Former West Valley fuel reprocessing cell dismantled

June 5, 2023, 9:30AMRadwaste Solutions

An excavator with a hydraulic hammer is used to dismantle the chemical process cell, as part of the deconstruction of the main plant process building at DOE-EM’s West Valley Demonstration Project. (Photo: DOE)

Work crews are currently dismantling the chemical process cell at the West Valley Demonstration Project in New York, with work expected to be completed over several months, the Department of Energy’s Office of Environmental Management noted late last month. Demolition of the cell, part of West Valley’s main plant processing building, includes the removal of racks used decades ago to store high-level radioactive waste canisters.

According to DOE-EM, a 2023 priority is to dispose of 9,000 tons of demolition waste from the processing building, one of the site’s last remaining major facilities.
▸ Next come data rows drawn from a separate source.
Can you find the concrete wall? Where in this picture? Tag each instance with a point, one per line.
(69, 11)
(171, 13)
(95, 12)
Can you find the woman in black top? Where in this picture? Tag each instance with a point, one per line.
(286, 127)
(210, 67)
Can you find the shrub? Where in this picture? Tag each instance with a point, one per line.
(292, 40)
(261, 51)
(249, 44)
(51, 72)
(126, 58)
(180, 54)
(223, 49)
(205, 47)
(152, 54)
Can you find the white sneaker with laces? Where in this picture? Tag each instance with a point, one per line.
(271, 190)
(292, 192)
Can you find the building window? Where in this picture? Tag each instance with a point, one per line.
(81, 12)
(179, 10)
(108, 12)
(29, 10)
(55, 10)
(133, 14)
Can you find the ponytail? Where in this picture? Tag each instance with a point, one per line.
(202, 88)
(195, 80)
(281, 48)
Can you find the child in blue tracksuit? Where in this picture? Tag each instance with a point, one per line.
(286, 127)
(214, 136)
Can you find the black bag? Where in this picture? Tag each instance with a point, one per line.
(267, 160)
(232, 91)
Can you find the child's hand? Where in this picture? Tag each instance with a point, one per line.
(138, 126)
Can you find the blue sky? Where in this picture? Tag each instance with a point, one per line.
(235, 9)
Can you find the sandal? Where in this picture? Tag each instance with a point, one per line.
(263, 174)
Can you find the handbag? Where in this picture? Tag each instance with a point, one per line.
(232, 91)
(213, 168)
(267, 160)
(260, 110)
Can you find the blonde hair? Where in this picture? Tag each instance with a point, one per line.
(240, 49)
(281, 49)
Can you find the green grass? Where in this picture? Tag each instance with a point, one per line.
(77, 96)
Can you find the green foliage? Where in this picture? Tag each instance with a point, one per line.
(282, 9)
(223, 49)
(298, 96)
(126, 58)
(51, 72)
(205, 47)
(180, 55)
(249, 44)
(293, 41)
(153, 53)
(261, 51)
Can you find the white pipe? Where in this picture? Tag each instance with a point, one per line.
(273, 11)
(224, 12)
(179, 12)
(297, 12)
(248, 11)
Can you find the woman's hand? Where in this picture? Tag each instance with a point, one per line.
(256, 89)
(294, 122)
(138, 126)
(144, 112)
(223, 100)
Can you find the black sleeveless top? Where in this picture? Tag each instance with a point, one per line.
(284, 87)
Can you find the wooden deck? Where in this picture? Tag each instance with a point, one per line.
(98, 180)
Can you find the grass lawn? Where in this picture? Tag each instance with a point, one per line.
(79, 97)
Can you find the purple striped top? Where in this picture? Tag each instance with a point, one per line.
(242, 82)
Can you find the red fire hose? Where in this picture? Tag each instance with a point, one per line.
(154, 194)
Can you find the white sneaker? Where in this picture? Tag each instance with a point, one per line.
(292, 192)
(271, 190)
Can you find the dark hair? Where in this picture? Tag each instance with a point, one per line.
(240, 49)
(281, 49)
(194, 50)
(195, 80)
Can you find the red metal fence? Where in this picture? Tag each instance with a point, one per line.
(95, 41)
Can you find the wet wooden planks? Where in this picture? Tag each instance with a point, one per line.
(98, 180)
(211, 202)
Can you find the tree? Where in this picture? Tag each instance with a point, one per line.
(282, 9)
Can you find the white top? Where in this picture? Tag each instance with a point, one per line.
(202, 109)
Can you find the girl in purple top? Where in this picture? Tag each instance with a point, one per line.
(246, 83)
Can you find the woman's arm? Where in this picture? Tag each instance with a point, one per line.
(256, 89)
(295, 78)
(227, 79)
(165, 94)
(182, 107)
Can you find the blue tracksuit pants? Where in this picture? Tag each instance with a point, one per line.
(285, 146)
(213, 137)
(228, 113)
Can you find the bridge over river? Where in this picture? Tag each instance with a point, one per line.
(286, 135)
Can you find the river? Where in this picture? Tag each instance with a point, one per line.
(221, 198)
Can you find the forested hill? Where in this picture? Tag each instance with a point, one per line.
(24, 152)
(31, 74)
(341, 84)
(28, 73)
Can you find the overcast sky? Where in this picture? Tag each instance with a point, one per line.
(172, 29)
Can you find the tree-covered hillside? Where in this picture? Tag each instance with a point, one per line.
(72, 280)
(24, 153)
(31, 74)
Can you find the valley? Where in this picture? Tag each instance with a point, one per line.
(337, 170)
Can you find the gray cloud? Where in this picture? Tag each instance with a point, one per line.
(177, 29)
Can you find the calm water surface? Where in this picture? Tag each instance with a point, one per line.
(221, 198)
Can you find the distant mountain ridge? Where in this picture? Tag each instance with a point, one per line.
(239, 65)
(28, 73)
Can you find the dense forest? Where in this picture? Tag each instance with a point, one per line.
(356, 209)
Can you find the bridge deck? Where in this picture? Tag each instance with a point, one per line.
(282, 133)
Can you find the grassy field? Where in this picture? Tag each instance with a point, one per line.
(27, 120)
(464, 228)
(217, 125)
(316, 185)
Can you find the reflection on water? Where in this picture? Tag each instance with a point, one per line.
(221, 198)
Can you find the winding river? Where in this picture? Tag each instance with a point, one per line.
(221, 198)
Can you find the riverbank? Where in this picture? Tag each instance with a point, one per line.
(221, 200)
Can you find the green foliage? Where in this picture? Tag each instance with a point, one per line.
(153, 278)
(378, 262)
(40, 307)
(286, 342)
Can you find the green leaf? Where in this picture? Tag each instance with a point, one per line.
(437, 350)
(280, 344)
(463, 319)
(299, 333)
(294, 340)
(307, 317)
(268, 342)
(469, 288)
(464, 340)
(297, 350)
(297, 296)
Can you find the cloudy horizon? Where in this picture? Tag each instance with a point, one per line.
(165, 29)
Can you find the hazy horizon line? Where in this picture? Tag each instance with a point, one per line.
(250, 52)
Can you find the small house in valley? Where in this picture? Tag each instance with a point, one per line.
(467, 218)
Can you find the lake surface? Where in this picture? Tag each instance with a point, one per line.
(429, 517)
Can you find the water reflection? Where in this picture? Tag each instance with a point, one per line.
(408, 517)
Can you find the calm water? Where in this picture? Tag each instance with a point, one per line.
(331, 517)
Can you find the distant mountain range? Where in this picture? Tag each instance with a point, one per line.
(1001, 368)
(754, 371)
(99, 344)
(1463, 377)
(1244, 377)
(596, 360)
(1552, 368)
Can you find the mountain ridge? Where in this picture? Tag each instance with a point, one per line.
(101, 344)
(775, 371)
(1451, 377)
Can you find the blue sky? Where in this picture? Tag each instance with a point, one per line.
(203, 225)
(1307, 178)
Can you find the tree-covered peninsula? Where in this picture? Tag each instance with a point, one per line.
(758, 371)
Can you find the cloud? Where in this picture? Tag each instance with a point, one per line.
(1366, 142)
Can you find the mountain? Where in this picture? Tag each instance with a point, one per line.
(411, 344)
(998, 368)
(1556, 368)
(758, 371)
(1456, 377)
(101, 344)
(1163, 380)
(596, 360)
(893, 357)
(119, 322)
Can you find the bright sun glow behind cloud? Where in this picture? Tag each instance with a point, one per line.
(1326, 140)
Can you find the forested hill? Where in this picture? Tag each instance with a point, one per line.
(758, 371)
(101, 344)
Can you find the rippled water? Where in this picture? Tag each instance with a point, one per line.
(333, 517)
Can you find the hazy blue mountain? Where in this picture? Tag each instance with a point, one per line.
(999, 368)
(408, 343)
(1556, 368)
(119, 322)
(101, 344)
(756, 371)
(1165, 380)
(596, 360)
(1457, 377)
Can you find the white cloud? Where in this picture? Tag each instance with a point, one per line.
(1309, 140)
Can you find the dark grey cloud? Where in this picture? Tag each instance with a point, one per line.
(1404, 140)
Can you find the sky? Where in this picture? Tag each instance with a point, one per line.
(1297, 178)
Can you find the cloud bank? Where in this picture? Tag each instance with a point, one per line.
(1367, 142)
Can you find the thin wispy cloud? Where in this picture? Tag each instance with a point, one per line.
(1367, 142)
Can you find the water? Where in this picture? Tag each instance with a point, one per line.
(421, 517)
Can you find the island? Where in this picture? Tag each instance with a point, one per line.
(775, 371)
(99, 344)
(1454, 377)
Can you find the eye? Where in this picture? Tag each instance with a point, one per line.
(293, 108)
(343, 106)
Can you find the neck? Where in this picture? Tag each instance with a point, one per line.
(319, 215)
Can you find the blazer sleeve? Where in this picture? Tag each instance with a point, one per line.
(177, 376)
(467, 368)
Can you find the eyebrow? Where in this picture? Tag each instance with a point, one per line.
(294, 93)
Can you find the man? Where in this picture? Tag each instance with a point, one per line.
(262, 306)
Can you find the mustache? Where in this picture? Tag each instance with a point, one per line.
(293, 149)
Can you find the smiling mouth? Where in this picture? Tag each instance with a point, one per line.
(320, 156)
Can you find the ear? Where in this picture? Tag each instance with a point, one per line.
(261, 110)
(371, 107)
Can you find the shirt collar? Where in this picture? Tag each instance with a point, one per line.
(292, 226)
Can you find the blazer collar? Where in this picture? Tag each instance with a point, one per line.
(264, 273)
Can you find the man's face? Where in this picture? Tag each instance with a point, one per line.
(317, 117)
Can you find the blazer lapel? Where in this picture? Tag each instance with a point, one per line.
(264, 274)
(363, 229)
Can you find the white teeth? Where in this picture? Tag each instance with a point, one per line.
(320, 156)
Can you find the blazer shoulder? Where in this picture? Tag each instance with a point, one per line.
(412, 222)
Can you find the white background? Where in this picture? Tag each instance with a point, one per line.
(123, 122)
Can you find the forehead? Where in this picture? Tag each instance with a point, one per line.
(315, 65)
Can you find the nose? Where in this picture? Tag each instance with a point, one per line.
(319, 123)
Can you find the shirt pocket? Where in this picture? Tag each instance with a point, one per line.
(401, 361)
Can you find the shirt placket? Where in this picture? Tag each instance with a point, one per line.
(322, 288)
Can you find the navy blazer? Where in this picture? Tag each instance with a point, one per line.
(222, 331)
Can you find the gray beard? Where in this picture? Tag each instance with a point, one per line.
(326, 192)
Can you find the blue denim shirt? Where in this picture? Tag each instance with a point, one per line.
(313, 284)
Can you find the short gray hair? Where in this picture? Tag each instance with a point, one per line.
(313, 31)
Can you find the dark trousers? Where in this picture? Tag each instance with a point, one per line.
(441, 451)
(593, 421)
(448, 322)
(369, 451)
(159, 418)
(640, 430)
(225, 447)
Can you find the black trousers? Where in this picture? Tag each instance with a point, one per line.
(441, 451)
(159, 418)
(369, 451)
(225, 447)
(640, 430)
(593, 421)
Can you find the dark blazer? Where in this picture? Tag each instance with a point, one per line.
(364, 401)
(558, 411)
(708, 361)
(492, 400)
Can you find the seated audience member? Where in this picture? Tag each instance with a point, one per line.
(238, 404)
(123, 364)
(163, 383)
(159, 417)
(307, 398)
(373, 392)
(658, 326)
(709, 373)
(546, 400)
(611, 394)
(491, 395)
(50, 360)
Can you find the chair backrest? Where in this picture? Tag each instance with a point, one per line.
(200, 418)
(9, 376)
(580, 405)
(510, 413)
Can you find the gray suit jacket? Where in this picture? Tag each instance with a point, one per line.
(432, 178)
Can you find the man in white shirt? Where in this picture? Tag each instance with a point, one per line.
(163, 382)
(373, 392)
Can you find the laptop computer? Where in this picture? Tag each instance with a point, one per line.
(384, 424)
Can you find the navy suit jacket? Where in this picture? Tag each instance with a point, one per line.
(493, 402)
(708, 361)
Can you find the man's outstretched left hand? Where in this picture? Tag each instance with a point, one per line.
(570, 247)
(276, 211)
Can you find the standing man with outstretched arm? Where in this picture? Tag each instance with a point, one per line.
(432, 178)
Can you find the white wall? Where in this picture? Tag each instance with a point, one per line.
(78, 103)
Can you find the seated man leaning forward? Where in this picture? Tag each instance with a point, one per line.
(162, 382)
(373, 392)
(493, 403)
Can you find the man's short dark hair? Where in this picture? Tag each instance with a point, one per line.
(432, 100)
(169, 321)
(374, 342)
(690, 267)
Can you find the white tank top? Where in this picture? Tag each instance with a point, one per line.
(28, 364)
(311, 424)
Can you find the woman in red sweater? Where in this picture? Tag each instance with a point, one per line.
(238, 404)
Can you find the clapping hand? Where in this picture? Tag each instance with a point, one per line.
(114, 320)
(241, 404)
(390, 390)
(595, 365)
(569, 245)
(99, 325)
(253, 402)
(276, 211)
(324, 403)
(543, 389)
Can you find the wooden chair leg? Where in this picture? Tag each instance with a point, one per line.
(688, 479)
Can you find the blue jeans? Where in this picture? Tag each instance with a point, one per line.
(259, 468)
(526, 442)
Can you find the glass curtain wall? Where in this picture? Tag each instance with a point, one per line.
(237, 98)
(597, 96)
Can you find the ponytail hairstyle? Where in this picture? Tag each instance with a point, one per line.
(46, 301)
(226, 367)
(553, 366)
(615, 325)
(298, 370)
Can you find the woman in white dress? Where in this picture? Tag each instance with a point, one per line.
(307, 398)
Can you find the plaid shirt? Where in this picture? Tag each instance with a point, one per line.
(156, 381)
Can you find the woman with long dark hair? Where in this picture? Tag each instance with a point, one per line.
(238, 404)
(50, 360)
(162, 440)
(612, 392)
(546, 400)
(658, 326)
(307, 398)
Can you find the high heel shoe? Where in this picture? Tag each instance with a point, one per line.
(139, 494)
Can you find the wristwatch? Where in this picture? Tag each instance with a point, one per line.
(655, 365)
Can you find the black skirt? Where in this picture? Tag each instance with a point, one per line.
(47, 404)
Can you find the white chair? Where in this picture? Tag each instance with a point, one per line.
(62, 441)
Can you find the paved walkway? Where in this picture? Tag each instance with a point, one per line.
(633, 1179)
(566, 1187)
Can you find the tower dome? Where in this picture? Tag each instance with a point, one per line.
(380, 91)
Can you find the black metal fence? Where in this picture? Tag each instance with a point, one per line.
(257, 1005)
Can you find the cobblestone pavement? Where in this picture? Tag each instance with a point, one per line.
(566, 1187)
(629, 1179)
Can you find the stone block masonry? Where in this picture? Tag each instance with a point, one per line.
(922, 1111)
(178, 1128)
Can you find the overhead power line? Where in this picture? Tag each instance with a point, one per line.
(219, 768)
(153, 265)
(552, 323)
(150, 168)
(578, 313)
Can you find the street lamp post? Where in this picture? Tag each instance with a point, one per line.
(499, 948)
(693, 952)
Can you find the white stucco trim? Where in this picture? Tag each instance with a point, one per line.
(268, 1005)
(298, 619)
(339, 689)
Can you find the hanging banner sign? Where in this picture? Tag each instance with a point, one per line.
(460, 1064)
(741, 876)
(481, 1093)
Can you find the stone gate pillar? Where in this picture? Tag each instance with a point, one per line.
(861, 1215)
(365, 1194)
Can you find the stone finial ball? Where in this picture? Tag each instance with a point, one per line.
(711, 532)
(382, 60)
The demolition is expected to take about 30 months to complete.

The work: Earlier this year, work crews used a heavy-duty excavator with a hydraulic hammer to take out the outermost 3 feet of the cell’s 5-foot-thick reinforced-concrete walls. This lower-risk work allowed workers with CH2M HILL BWXT West Valley, DOE-EM's contractor for the project, to perform other deconstruction activities in parallel, which helped to accelerate the project’s schedule and lower cost, according to DOE-EM.

Located at ground level on the west side of the plant, the more than 2,000-square-foot cell was designed to dissolve sheared spent nuclear fuel and to reduce the volume of high-level waste generated in fuel reprocessing. The floor and the lower portion of its walls are lines with stainless steel.

Some history: Between 1985 and 1987, workers performed remote decontamination activities to support the conversion of the cell into a facility for the interim storage of vitrified high-level waste canisters. Crews installed storage racks for the 10-foot-long canisters.

In 2017, DOE-EM workers removed 278 high-level waste canisters from that storage facility and safely relocated them to a temporary on-site storage pad until a permanent repository is available for their disposal.